1876, Briefe 496–584
577. An Louise Ott in Paris
Sorrent près de Naples. Villa Rubinacci. 16 Dez. <1876>
Sie sind mir hoffentlich, meine verehrte Freundin, gut geblieben, ob ich Ihnen schon so lange Zeit jede Auskunft über meinen Aufenthalt und mein Ergehen schuldig blieb. Aber allen meinen Freunden ging es so wie Ihnen, ich konnte und durfte nicht anders — meine unerträglichen Kopfschmerzen, gegen welche ich kein Mittel bewährt gefunden habe, zwingen mich zu einer stillschweigenden Entsagung im freundschaftlichen Verkehre. Auch heute mache ich nur eine Ausnahme von der Regel und fürchte auch selbst dafür büssen zu müssen. Aber ich möchte gar zu gerne etwas von Ihnen hören, und vielleicht etwas Ausführliches — machen Sie mir dieses Weihnacht-Vergnügen. Es wird die französische Übersetzung meiner Schrift über R. Wagner unterwegs sein und hoffentlich zu Weihnachten bei Ihnen eintreffen — eine neue kleine Zudringlichkeit wie dieser Brief, um ein paar Zeilen — nein, mehrere Paar Zeilen von Ihnen zu erobern.
In unserem kleinen Kreise ist viel Nachdenken, Freundschaft, Aussinnen, Hoffen, kurz ein ganzes Theil Glück beisammen; dies empfinde ich trotz der vielen Schmerzen und der schlimmen Perspective meiner Gesundheit.
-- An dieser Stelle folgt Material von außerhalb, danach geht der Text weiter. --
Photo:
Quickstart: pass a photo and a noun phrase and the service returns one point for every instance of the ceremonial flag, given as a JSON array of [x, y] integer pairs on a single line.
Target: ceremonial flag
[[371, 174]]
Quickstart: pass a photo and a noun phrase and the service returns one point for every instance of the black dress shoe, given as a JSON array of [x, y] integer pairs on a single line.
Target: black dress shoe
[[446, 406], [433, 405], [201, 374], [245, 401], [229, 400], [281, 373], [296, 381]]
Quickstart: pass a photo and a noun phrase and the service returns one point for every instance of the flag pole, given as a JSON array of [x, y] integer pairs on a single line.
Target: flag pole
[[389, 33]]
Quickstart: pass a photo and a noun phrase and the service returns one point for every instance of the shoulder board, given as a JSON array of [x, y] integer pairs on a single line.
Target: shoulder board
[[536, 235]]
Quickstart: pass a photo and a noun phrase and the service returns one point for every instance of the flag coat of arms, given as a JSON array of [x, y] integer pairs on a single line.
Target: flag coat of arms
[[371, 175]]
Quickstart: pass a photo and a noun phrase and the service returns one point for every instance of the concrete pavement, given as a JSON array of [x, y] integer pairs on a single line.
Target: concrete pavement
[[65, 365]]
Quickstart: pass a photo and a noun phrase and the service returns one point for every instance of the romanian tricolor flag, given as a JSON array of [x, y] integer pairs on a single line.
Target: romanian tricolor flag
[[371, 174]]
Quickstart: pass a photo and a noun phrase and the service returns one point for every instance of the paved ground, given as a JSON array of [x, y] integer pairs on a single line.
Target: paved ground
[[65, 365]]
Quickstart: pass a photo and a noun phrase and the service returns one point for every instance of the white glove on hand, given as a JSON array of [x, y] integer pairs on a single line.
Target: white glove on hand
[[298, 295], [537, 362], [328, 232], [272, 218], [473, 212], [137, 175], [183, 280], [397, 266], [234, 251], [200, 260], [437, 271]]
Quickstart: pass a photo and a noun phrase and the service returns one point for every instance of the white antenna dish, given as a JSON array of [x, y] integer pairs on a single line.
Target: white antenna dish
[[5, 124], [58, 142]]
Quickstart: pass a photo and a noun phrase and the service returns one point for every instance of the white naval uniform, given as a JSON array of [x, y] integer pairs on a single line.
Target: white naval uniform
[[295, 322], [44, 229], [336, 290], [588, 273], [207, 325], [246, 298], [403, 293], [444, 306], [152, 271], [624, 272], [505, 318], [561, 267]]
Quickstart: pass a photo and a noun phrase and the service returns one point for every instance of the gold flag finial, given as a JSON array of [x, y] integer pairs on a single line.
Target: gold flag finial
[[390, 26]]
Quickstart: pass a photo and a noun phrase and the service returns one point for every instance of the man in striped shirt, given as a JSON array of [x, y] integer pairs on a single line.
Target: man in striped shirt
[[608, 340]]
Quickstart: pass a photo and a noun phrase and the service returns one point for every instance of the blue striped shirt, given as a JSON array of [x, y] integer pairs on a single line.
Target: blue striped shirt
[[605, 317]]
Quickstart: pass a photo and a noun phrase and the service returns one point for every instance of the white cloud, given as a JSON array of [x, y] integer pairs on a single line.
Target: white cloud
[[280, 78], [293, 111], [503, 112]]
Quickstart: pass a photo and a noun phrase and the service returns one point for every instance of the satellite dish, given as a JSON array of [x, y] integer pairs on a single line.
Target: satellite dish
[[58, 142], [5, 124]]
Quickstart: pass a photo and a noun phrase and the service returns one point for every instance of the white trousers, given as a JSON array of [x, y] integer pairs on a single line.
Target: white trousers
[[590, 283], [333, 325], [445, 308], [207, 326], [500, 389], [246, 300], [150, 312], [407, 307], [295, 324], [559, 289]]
Es ist vielleicht noch ein bischen Glück mehr in der Welt, aber einstweilen wünsche ich von Herzen allen Menschen, dass es ihnen ergehen möge wie uns, wie mir: sie dürfen dann schon zufrieden sein.
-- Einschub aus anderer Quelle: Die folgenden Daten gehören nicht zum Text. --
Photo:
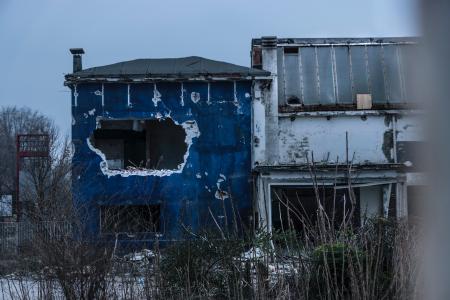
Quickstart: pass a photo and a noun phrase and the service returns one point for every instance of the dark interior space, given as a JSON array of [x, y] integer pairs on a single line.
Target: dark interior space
[[416, 196], [166, 146], [130, 218], [293, 207], [151, 144]]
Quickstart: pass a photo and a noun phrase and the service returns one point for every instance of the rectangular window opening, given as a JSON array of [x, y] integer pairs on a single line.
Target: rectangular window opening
[[297, 208], [144, 144], [130, 219]]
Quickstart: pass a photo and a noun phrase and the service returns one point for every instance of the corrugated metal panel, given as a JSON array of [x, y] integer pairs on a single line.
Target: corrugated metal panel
[[335, 74]]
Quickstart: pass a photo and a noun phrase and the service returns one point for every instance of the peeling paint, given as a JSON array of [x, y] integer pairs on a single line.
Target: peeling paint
[[191, 129], [195, 97], [182, 95], [156, 95]]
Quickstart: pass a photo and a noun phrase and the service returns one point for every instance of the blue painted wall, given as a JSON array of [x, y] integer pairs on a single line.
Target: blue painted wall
[[223, 147]]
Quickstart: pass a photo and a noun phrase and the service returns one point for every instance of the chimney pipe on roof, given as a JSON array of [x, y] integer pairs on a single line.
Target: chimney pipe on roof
[[269, 41], [77, 62]]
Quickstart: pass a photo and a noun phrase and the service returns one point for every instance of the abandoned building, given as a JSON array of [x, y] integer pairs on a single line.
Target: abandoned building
[[164, 142], [160, 143], [337, 113]]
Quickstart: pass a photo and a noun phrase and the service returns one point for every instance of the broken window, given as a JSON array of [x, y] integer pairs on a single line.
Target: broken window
[[297, 208], [130, 218], [416, 196], [147, 144], [292, 76]]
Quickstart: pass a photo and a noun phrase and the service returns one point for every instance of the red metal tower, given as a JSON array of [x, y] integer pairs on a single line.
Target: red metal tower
[[29, 145]]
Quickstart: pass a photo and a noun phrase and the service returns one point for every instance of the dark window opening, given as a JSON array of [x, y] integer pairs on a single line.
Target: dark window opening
[[416, 195], [130, 219], [150, 144], [293, 208]]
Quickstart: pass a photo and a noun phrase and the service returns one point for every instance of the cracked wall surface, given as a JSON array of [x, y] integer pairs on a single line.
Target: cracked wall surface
[[217, 120]]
Neulich fiel mir ein, Sie, meine Freundin, möchten einen kleinen Roman schreiben und ihn mir zu lesen geben: man übersieht so schön, was man hat und was man vom Leben wünscht und wird gewiss dabei nicht unglücklicher — das ist die Wirkung der Kunst. Jedenfalls wird man weiser dabei. — Vielleicht ist es ein thörichter Rath: dann sagen Sie mir, dass Sie über mich gelacht haben; es macht mir Vergnügen dies zu hören.
Herzlich grüßend Ihr
Freund
F.N.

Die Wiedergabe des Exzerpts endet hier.